Thursday, January 1, 2015

The Fisher King

This has been the quietest holiday season I've had in years. I don't know how to think about that. No travel, no trips to Half Price Books for gifts, so serious mishaps, no family. I spent Christmas Day and New Year's Eve alone, in my small house on the end of Main Street. Part of me missed the usual hullaballoo. And part of me didn't.

In part of a long talk with H., I admitted that I still suffer from flashbacks, especially around the holiday season. The smallest thing can trigger them - something on TV, a smell, a random thought, old photos. The flashbacks always take me to the same place: betrayal and revenge. Even now, typing, hundreds of miles away from those who harmed me and my daughter, I still feel the sensation of hot bricks against my soul. I could be the Fisher King, always in pain, never healing, robbed of family. I could be, but I'm not - at least not quite. But I don't entirely know what I am either.

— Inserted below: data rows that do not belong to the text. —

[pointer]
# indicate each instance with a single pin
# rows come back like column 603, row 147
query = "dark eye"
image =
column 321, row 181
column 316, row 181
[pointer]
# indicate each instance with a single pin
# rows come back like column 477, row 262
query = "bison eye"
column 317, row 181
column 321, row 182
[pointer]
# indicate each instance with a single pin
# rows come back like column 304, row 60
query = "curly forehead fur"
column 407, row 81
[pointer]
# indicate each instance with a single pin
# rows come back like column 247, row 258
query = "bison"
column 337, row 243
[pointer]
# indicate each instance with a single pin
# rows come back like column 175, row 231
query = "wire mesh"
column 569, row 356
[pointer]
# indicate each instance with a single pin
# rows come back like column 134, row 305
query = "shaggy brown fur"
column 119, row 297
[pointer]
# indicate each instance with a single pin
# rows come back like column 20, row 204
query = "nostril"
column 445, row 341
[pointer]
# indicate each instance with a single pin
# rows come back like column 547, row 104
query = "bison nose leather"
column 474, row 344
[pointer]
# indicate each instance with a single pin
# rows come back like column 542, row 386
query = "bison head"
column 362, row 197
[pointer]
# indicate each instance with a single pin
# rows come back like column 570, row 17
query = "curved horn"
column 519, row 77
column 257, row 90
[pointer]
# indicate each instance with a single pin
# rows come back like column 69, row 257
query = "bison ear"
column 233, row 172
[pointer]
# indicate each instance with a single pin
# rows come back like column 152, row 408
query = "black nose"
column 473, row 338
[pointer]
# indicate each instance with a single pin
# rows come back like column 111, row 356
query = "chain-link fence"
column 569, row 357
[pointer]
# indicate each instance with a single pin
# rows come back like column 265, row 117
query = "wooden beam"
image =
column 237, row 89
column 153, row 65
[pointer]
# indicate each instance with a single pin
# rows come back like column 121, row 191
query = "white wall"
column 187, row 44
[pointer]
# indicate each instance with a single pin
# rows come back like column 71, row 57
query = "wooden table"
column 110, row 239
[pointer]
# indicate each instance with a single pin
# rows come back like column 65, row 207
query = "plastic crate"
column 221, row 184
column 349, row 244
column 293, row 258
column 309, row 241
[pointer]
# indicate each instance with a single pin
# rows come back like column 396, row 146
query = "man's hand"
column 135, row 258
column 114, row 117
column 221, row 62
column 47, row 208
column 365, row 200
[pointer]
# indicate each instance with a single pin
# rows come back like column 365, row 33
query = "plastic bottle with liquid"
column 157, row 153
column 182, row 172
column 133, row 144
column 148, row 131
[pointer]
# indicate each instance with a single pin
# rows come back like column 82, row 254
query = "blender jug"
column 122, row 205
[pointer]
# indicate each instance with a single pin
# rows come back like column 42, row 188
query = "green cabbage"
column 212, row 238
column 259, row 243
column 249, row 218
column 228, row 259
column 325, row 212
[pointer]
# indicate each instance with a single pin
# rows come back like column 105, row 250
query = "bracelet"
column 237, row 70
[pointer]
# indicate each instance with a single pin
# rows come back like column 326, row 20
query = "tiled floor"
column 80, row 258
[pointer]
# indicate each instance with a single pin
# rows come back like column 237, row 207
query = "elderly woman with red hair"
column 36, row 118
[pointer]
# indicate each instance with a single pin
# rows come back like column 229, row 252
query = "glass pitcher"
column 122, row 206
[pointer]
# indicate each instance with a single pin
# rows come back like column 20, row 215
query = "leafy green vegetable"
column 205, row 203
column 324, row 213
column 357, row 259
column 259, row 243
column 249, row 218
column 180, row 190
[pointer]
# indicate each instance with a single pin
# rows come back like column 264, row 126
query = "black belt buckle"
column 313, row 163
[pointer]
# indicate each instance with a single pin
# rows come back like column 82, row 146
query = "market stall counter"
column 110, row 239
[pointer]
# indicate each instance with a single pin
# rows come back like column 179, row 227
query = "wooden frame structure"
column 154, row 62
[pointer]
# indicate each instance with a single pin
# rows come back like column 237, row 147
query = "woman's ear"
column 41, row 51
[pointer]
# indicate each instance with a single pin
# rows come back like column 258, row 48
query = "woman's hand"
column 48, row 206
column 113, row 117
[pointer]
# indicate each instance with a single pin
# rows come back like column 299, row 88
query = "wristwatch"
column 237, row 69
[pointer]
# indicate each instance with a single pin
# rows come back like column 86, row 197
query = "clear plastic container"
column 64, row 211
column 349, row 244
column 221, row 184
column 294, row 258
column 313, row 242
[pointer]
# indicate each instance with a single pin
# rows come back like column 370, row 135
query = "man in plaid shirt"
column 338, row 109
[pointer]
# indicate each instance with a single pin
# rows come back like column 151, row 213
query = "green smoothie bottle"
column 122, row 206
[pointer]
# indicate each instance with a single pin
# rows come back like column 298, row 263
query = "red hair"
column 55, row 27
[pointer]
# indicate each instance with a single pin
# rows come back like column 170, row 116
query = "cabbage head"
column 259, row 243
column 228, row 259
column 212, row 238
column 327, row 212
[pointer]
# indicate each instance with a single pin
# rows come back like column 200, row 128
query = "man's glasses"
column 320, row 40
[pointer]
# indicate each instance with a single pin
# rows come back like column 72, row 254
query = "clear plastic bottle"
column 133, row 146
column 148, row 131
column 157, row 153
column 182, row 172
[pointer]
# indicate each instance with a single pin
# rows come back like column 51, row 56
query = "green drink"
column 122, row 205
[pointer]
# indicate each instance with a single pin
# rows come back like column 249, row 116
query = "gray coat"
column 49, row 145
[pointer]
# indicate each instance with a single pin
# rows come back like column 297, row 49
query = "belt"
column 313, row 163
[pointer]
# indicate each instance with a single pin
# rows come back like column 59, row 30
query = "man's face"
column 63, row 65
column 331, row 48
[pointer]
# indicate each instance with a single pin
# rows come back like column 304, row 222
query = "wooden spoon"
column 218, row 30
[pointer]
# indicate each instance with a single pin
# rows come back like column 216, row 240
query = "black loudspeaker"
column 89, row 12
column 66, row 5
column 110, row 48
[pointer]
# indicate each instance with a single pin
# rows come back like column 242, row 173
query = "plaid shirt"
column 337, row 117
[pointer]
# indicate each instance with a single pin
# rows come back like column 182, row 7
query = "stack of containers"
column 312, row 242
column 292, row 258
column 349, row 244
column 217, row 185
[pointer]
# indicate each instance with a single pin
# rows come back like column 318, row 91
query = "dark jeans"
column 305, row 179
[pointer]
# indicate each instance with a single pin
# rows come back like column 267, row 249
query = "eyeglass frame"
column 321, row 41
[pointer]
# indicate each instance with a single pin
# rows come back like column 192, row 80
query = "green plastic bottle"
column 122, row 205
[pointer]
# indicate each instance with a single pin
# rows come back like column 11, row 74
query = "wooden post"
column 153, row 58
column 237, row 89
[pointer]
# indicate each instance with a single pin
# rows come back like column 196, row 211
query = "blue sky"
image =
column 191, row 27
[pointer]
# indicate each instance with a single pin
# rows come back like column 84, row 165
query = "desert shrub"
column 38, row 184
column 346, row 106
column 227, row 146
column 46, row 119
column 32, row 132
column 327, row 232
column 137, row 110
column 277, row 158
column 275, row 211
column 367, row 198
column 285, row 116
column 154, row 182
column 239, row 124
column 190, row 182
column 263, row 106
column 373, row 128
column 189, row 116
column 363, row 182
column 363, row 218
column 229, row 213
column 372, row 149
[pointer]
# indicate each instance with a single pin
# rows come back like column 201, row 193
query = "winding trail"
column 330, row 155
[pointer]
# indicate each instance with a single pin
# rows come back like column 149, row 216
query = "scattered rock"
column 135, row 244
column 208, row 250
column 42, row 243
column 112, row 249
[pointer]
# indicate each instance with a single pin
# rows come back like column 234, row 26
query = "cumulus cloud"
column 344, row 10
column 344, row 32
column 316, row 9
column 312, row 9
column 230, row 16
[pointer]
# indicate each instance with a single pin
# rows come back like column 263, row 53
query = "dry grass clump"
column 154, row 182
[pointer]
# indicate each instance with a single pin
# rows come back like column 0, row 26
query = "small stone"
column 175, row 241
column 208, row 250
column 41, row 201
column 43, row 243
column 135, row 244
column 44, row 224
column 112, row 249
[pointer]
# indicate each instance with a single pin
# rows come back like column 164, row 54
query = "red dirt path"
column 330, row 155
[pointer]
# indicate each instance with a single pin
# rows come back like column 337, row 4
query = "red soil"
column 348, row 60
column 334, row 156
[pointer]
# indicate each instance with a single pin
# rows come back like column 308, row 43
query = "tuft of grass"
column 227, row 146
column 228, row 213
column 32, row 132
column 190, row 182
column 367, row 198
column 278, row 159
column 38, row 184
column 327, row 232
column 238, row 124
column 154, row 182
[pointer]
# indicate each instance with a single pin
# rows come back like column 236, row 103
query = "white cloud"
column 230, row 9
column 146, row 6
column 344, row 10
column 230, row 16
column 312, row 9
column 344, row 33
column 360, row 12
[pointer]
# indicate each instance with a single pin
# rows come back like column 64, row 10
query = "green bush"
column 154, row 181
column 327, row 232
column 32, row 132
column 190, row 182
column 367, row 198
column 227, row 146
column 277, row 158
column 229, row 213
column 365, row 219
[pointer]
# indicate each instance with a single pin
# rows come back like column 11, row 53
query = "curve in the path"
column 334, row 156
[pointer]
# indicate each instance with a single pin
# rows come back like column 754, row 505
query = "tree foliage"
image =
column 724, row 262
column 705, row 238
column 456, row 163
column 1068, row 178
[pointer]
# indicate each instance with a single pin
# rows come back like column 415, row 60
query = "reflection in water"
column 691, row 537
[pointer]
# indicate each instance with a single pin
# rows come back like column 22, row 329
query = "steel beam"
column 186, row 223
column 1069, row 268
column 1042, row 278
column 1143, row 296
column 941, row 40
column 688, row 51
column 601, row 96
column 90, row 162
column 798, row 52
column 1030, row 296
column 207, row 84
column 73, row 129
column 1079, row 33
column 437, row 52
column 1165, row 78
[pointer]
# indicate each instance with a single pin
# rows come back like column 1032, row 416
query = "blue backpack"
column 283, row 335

Now I feel heavy. My back and hips hurt, as usual. I'd love (LOVE) for a doctor to take me seriously when I say my hip hurts for the umpteenth time. It's been hurting since that car wreck in 1994. So maybe I am the Fisher King.

Almost no one is out and about. I've seen a few cars, and someone ducked into the hair salon across the street. A stray cat ate the food I set out this morning. While the streets are empty, the ghost run the town. Two of them have already fought over my radio, turning it off and on, off and on again. Several items have knocked themselves off shelves or countertops. I'm in no hurry to evict them. When you're alone, ghosts can be good company. Later today, I'll go to Egan's and watch the Alabama-Ohio game. I'll be social and around people. And then I'll come home, to the ghosts and their squabble.

I don;t know why they like my radio so much. Maybe they just like music, or maybe, like me, they need the sounds of human voices to remind them of who they are.